-
Notifications
You must be signed in to change notification settings - Fork 10
Description
/// NOTE: Unfortunately this doesn't automatically catch changes to
/// the API and upate itself. We must be vigilant to increment this
/// number when modifying the API.
As my comment above API_VERSION warns: it is easy to forget to increment the number when changing the API. I recently ran into an instance create issue in Omicron when upgrading xde from the current included commit of b9980158540d15d44cfc5d17fc0a5d1848c5e1ae to the latest commit of 12450552bdea4b3f97d309bfed5ad65dc2e2a775. The failure is the following, found in the sled-agent log:
{"msg":"request completed","v":0,"name":"SledAgent","level":30,"time":"2022-06-23T19:32:58.149139933Z","hostname":"kalm","pid":2419,"uri":"/instances/d9356749-e1af-4856-94e4-fd1b827fe5dc","method":"PUT","req_id":"f56b57b4-db98-4975-8585-fac2dc0374c5","remote_addr":"[fd00:1122:3344:101::3]:56544","local_addr":"[fd00:1122:3344:101::1]:12345","component":"dropshot (SledAgent)","error_message_external":"Internal Server Error","error_message_internal":"Error managing instances: Instance error: Failure interacting with the OPTE ioctl(2) interface: command CreateXde failed: DeserCmdReq(\"Hit the end of buffer, expected more data\")","response_code":"500"}
This points to the CreateXde ioctl. Sure enough, if we look at the 7 commits that have happened in the meantime, we find our culprit:
Author: Ryan Zezeski <ryan@oxide.computer>
Date: Fri May 20 12:55:33 2022 -0600
SNAT should predicate on router target (#153)
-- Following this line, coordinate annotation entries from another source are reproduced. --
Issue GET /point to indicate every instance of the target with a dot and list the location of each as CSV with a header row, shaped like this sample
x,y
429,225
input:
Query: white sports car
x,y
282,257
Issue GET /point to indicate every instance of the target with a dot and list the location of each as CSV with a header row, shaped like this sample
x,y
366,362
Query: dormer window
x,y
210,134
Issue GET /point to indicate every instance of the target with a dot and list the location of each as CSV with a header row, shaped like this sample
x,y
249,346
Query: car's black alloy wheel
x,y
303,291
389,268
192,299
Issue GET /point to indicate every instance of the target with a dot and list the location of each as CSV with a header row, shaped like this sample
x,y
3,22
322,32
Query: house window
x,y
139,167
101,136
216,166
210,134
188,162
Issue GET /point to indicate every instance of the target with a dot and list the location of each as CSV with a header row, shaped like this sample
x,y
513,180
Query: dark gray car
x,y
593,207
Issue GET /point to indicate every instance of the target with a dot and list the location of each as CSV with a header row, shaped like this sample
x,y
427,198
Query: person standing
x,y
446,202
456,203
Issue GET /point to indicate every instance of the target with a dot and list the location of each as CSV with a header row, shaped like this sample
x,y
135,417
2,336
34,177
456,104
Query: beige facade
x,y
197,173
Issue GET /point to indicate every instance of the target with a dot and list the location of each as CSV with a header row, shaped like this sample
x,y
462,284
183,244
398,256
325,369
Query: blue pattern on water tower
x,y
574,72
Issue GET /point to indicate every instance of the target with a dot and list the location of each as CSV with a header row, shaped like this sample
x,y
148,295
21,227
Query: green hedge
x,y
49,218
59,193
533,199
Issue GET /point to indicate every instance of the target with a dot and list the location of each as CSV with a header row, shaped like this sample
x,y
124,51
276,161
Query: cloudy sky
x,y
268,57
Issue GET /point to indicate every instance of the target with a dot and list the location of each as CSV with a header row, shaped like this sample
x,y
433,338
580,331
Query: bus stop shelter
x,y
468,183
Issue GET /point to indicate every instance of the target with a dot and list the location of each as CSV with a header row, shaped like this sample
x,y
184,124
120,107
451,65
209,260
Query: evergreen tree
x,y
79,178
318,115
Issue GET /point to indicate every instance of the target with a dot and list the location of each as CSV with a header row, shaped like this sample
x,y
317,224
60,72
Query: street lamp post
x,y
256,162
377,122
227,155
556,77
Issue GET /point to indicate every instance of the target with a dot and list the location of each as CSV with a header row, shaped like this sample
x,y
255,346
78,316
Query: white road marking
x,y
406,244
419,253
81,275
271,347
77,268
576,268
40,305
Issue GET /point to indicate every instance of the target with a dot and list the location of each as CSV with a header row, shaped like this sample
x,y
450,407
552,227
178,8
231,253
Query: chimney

This change specifically, which updates the CreateXdeReq structure.
2047842#diff-69375b575b303e0752185db891c91e1476979415c39d98a9db7f438e7dfbd676
As I failed to update the API_VERSION value alongside this change it means that the older client will not catch the change upfront and thus will send a serialized buffer that is too short, causing the kernel's handler to fail with an OpteError::DeserCmdReq during the copy_in_req() call.
Three things should happen:
- Update the
API_VERSIONimmediately in its own commit to hopefully spare others this pain. - Update sled-agent to work with the new API.
- Find a way to automate the API_VERSION update mechanism; or perhaps I can replace it with something better.